Im Laufe der Zeit habe ich ja bereits eine Menge Szenarien gelesen und bespielt.
Aber trotz aller Erfahrungen bin ich mir immer noch unsicher, weshalb manch ein Szenario für mich ansprechender ist als ein anderes.

Es geht mir hier jetzt nicht um irgendein System, das man präferiert, oder die Art wie man spielt. Auch geht es mir nicht um den Aufbau des Szenarios. Logisch, der Plot sollte natürlich stimmig und eingängig sein, wenig Fliesstext haben und kurze Zusammenfassungen, Flussdiagramme etc. pp. aufweisen.

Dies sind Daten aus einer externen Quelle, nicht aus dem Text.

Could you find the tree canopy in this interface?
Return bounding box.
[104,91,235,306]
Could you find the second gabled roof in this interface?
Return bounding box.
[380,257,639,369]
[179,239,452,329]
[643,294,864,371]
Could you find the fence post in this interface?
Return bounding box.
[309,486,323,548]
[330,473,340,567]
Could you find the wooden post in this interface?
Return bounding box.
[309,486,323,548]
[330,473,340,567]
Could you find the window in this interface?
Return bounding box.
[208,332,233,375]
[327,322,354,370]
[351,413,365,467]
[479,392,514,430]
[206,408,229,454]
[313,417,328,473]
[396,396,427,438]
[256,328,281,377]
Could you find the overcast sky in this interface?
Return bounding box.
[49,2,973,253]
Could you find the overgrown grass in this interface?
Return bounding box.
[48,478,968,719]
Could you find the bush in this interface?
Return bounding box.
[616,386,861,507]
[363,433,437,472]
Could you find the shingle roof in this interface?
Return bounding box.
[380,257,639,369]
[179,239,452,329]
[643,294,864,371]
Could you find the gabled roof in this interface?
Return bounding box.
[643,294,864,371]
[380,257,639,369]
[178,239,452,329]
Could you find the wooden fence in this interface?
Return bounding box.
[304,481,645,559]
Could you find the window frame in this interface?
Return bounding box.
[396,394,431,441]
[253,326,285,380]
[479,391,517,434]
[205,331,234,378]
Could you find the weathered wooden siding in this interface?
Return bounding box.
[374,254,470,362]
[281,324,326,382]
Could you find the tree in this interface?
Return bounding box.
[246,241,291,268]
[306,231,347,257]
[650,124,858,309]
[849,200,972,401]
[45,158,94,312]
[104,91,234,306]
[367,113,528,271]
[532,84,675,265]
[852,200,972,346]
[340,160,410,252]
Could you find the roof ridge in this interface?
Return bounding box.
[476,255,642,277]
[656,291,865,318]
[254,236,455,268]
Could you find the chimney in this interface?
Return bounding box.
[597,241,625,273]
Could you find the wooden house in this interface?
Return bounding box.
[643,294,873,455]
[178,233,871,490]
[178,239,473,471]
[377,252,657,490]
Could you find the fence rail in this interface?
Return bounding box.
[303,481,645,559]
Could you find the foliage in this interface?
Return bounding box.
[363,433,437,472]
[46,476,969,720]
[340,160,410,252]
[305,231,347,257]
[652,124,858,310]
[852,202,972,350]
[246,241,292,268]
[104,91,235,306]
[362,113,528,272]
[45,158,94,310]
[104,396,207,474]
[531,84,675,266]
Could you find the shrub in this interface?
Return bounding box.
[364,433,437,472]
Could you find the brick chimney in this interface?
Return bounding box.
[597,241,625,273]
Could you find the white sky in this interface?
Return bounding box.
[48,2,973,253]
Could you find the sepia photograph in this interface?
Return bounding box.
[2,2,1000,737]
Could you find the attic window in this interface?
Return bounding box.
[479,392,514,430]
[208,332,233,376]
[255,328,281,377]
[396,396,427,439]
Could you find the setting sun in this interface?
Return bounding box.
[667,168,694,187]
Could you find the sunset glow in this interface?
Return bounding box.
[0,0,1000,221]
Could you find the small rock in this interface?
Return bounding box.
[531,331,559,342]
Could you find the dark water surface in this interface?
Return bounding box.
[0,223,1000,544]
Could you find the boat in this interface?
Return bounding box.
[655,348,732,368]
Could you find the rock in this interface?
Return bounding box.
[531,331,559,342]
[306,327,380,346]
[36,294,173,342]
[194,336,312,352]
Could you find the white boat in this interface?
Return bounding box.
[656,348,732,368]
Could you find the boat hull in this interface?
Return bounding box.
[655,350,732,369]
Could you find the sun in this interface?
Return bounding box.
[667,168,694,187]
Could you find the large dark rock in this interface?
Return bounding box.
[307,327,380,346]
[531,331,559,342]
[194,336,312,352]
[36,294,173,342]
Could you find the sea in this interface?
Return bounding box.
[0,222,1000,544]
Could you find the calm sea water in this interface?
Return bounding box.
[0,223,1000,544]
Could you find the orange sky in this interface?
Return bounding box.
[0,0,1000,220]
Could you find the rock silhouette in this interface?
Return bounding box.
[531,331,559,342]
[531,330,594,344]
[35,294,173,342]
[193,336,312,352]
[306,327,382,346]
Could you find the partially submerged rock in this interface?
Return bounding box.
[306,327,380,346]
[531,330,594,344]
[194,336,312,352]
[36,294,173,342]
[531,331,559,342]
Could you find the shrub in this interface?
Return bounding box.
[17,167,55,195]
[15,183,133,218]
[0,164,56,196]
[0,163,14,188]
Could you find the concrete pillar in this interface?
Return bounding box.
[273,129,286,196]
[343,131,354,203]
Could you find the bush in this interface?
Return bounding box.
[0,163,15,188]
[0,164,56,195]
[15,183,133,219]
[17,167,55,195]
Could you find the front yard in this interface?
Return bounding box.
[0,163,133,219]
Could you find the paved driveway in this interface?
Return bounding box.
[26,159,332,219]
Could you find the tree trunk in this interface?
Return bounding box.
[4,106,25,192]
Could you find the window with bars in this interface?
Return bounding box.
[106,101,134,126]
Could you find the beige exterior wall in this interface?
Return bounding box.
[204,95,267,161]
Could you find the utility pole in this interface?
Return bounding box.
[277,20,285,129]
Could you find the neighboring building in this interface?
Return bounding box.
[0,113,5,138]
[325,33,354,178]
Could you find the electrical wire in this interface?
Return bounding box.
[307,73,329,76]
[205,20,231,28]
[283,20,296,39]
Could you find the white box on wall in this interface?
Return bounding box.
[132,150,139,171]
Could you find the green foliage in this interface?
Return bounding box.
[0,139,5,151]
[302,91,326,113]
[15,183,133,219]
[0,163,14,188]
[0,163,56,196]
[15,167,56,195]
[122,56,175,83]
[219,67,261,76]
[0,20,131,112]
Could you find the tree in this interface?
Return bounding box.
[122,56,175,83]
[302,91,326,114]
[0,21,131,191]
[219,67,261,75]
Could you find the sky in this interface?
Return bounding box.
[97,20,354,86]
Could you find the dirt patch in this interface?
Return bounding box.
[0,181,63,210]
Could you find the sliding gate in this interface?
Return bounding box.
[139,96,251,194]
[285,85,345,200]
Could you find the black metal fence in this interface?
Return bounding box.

Der Inhalt ist das, was mich interessiert. Aussergewöhnliche Handlungsorte sind interessant und auch abwechslungsreich, aber nicht zwingend für mich. Und verstaubte Mythos Bücher und schleimige Kreaturen haben sich auch mehr als nur abgenutzt.

Klar, der Plot sollte Inhalte angehen, die selten aufgegriffen werden und Wege beschreiten, die noch nicht völlig ausgetreten sind. Das ist mir aber zu grob.

Also abgesehen davon. Was muss Eurem Empfinden nach ein Szenario bieten, um Euch zu packen?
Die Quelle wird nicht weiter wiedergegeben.